By Least Square Estimation Procedure we estimate $\mu\quad and\quad\tau_i$.

• Why is it also important to estimate $\sigma^2$? If we do not estimate it , what will be the effect?

Any help including reference will be appreciated.

Answer 1

The usual unbiased estimate of $\sigma^2$ is the error mean square: $$MSE = \sum_i\sum_j (y_{ij}-\bar y_{i*})^2/(n_T-k), \quad n_T=\sum_i n_i$$ If you don't estimate $\sigma^2$, i.e. if you don't compute $MSE$, then:

• no analysis of variance table is available, since in such tables there are:

  • the treatment sum of squares: $$SSTR=\sum_i n_i(\bar y_{i*}-\bar y_{**})^2$$
  • the explained variance, the treatment mean square: $$MSTR=SSTR/(k-1)$$
  • the error (within treatment) variability, the error sum of squares: $$SSE=\sum_i\sum_j(y_{ij}-\bar{y}_{i*})^2$$
  • the unexplained (or residual) variance, the error mean square: $$MSE=SSE/(n_T-k)$$
  • the overall variability, the total sum of squares: $$SSTO=SSTR+SSE$$
• no $F$-test is possible, because an $F$ statistic is defined as $$F^*=\frac{MSTR}{MSE}$$
• no standard error can be computed, therefore no $t$ statistic, no p-value and no confidence interval, since the standard error is defines as $$s=\sqrt{\frac{MSE}{n_i}}$$

In brief, you don't know if you can trust in your results.

If you are looking for a reference, I'd suggest Kutner et al., Applied Linear Statistical Models, Chapter 16.

Answer 2

It is important for making inferences about the how large the treatment effect is, and whether it exists at all. There are usually two hurdles to concluding that a treatment has a causal effect from data, identification and estimation.

Identification: When there is an association between treatment and outcome, does that mean administering the treatment will affect the outcome? With the assumptions you make here (randomized trial) that's the case.

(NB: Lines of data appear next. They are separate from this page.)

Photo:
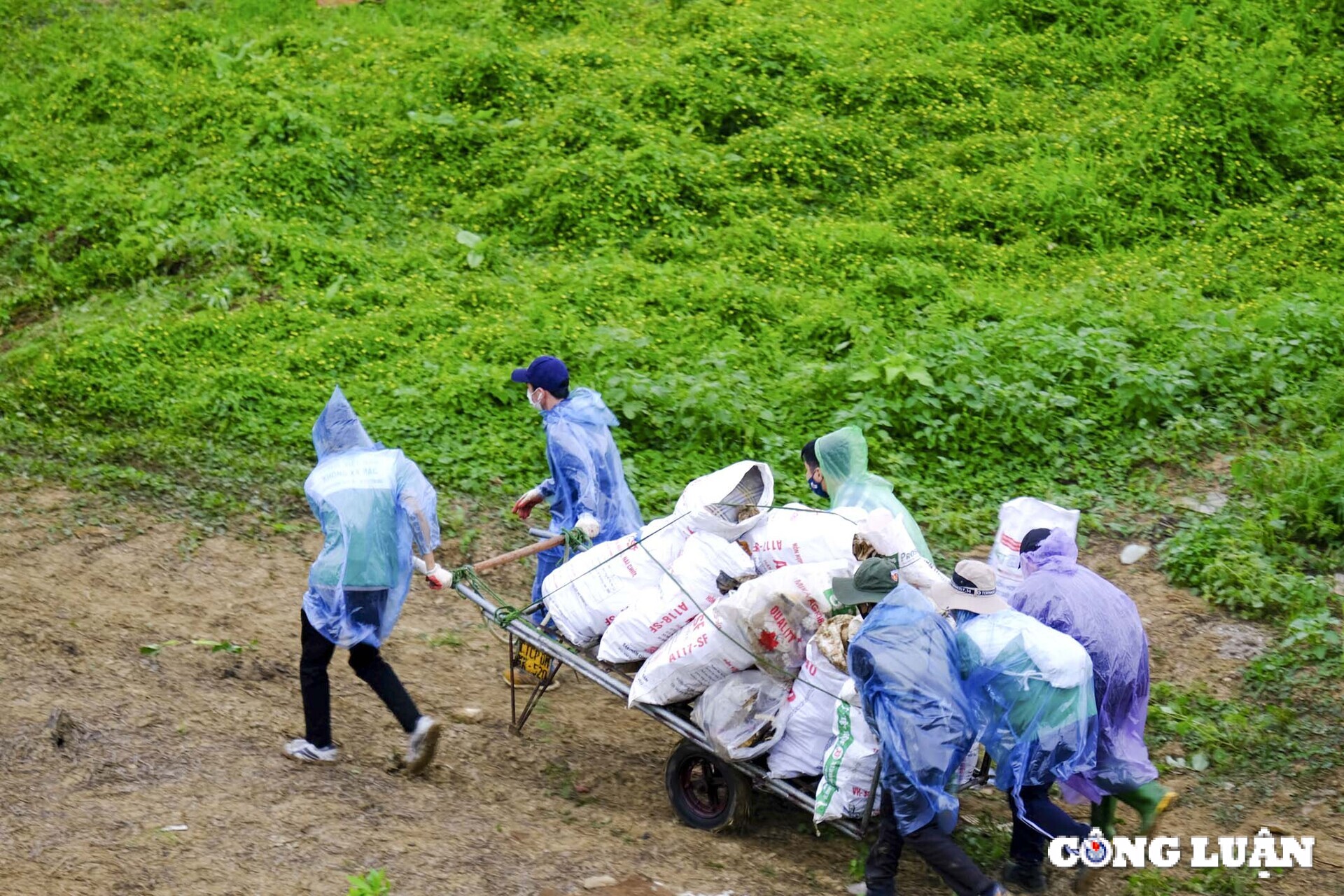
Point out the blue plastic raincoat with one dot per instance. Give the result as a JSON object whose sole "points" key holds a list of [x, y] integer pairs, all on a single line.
{"points": [[587, 473], [1031, 690], [1075, 601], [906, 666], [843, 457], [374, 507]]}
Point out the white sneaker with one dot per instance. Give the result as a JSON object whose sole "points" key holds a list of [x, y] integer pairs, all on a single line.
{"points": [[304, 751], [421, 746]]}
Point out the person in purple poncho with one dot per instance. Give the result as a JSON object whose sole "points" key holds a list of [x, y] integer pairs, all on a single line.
{"points": [[1075, 601]]}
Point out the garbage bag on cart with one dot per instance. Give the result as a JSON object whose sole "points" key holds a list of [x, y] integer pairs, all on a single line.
{"points": [[753, 626], [796, 533], [690, 587], [1031, 690], [690, 662], [808, 583], [850, 764], [743, 715], [1016, 519], [727, 503], [907, 668], [812, 710], [588, 592]]}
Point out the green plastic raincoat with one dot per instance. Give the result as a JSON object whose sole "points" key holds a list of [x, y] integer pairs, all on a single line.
{"points": [[844, 461]]}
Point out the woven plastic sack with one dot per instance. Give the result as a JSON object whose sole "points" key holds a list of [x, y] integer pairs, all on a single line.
{"points": [[812, 711], [1016, 519], [743, 715], [794, 535], [587, 594], [689, 589], [850, 766], [691, 660], [727, 503]]}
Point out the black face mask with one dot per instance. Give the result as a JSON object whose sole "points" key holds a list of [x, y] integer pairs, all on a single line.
{"points": [[816, 489]]}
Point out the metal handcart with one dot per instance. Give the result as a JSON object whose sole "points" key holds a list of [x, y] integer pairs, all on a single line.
{"points": [[706, 790]]}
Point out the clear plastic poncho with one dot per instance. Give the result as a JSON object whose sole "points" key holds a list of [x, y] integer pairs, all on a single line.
{"points": [[906, 666], [374, 507], [843, 457], [1031, 690], [1075, 601], [587, 473]]}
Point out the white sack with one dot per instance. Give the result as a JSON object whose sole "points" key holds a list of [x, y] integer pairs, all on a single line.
{"points": [[743, 715], [850, 763], [794, 535], [689, 589], [1016, 519], [714, 503], [585, 594], [812, 710], [689, 663], [809, 583]]}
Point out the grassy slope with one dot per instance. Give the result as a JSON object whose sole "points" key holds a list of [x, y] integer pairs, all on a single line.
{"points": [[1042, 248]]}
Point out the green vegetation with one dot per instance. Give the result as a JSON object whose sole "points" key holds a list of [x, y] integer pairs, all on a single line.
{"points": [[1059, 248], [370, 884]]}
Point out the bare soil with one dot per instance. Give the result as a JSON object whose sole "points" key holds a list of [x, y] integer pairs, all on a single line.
{"points": [[104, 748]]}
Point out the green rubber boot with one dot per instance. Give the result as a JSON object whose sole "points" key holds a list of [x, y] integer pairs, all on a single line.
{"points": [[1104, 816], [1149, 801]]}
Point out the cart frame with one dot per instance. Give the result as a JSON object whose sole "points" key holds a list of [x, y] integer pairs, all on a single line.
{"points": [[564, 654]]}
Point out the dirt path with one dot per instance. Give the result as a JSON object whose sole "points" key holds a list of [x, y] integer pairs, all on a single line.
{"points": [[188, 736]]}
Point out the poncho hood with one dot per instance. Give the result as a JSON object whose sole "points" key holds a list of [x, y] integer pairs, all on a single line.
{"points": [[337, 429], [584, 407]]}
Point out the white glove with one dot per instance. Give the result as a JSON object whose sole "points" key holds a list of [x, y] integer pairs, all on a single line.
{"points": [[917, 571], [523, 507], [589, 526], [438, 578], [882, 531]]}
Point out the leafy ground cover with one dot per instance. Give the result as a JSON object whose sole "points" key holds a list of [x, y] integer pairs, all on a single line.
{"points": [[1051, 248]]}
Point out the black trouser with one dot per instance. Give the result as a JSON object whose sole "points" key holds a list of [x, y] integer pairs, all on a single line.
{"points": [[366, 662], [1035, 821], [934, 846]]}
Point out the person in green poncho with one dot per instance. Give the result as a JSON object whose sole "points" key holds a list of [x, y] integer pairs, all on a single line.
{"points": [[838, 469]]}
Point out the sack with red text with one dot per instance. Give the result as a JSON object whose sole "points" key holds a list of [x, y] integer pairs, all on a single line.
{"points": [[587, 593], [690, 662], [690, 587], [743, 715], [794, 535], [812, 708]]}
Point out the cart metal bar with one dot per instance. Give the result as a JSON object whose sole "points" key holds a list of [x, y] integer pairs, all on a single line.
{"points": [[619, 688]]}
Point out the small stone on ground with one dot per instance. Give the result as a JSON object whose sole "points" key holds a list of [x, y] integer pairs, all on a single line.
{"points": [[1133, 554]]}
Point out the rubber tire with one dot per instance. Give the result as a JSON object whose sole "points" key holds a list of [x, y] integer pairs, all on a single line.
{"points": [[706, 792]]}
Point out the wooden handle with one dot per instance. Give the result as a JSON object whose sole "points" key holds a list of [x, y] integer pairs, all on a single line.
{"points": [[555, 540]]}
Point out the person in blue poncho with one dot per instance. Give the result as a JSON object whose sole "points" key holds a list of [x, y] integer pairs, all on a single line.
{"points": [[587, 486], [838, 469], [906, 666], [374, 507], [1031, 690], [1072, 598]]}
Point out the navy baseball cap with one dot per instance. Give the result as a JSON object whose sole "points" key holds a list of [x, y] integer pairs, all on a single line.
{"points": [[546, 372]]}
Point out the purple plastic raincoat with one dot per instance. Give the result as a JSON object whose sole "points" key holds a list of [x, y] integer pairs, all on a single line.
{"points": [[1075, 601]]}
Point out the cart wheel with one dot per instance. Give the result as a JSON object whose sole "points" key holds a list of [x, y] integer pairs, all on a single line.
{"points": [[706, 793]]}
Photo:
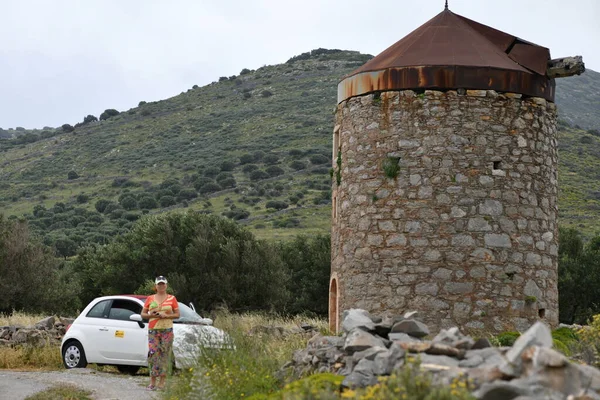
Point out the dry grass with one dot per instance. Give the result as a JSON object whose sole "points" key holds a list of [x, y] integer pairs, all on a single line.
{"points": [[31, 358], [20, 318], [245, 322], [61, 392]]}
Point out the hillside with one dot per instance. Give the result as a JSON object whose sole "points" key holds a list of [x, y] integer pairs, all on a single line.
{"points": [[254, 147]]}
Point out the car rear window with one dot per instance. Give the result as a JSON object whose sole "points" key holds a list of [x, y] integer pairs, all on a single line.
{"points": [[122, 309], [98, 310]]}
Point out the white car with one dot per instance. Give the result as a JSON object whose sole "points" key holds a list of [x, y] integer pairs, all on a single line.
{"points": [[110, 331]]}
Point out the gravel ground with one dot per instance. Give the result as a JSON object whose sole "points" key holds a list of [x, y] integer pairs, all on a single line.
{"points": [[16, 385]]}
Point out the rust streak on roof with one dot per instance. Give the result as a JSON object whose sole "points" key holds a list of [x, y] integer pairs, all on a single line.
{"points": [[451, 52]]}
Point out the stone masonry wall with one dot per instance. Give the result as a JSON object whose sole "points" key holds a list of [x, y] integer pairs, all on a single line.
{"points": [[466, 232]]}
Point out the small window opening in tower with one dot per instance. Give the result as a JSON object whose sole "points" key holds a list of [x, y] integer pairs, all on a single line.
{"points": [[542, 312], [336, 146], [334, 205]]}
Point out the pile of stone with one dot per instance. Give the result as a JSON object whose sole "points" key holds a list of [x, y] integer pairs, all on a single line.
{"points": [[371, 347], [48, 331]]}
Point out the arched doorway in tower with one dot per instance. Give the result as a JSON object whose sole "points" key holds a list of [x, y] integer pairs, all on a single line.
{"points": [[333, 304]]}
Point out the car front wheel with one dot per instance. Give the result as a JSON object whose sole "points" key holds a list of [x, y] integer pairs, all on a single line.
{"points": [[73, 355]]}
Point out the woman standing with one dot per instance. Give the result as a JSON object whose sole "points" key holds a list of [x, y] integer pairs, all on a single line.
{"points": [[160, 309]]}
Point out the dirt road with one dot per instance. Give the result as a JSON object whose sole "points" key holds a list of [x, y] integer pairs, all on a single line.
{"points": [[15, 385]]}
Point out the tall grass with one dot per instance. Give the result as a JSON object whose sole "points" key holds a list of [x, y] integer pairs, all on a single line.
{"points": [[47, 357], [20, 318], [251, 368], [28, 357]]}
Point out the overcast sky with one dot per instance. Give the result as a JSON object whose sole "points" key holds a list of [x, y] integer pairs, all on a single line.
{"points": [[61, 60]]}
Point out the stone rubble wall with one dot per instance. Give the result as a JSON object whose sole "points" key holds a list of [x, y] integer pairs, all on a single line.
{"points": [[466, 233], [372, 346], [48, 331]]}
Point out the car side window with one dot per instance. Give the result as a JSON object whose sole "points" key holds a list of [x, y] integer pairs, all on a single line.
{"points": [[122, 309], [98, 311]]}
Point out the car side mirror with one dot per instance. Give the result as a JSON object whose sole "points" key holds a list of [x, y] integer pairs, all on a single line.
{"points": [[138, 319]]}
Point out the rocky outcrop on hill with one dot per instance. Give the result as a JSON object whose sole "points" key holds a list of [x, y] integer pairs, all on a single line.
{"points": [[49, 330], [371, 347]]}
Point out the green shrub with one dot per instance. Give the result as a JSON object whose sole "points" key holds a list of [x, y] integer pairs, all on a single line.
{"points": [[89, 118], [227, 166], [277, 204], [297, 165], [274, 170], [67, 128], [111, 112], [82, 198], [167, 201], [271, 159], [210, 187], [258, 175], [246, 159], [249, 168], [324, 383], [319, 159], [147, 202], [72, 175], [507, 338], [129, 203]]}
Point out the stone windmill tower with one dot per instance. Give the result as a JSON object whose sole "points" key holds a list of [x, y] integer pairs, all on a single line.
{"points": [[445, 179]]}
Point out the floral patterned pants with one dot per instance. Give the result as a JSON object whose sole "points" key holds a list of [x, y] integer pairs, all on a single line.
{"points": [[160, 343]]}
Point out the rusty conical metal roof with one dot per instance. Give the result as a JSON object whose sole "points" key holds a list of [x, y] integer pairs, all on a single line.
{"points": [[451, 52]]}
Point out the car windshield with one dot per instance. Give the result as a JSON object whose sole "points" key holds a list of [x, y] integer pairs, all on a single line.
{"points": [[187, 315]]}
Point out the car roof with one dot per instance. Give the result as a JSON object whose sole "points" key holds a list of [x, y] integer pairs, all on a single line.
{"points": [[137, 296]]}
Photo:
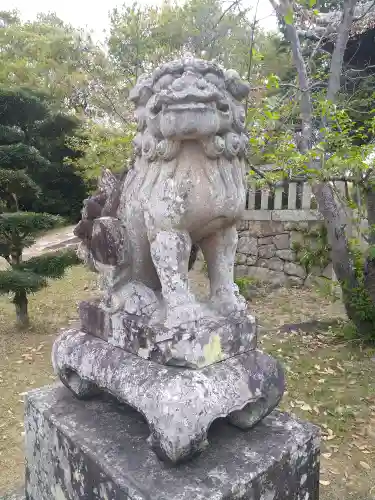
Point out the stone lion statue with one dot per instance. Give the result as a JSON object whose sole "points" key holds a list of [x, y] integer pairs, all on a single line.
{"points": [[186, 187]]}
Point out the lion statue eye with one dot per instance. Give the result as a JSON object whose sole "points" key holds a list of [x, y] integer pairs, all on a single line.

Estimation: Is there actually an association or does it merely look like there is but it's just noise (here, noise would be variation due to factors other than the treatment). This is why you need to estimate $\sigma^2$.

Your least squares estimation procedure will give you point estimates but they might reflect just noise. To get a sense of how different they could have been had we done the experiment again, we need to estimate their standard deviation. This involves estimating $\sigma^2$.

If we don't estimate it and just look at point estimates, we may we fooled by randomness and conclude the treatment has an effect when actually it doesn't. (or conclude it doesn't have an effect when it does have a small one which was drowned by the noise)

For a reference, any introduction to statistical inference covers this topic. See here for how the formulas of the standard deviation of the point estimates include estimates of $\sigma^2$.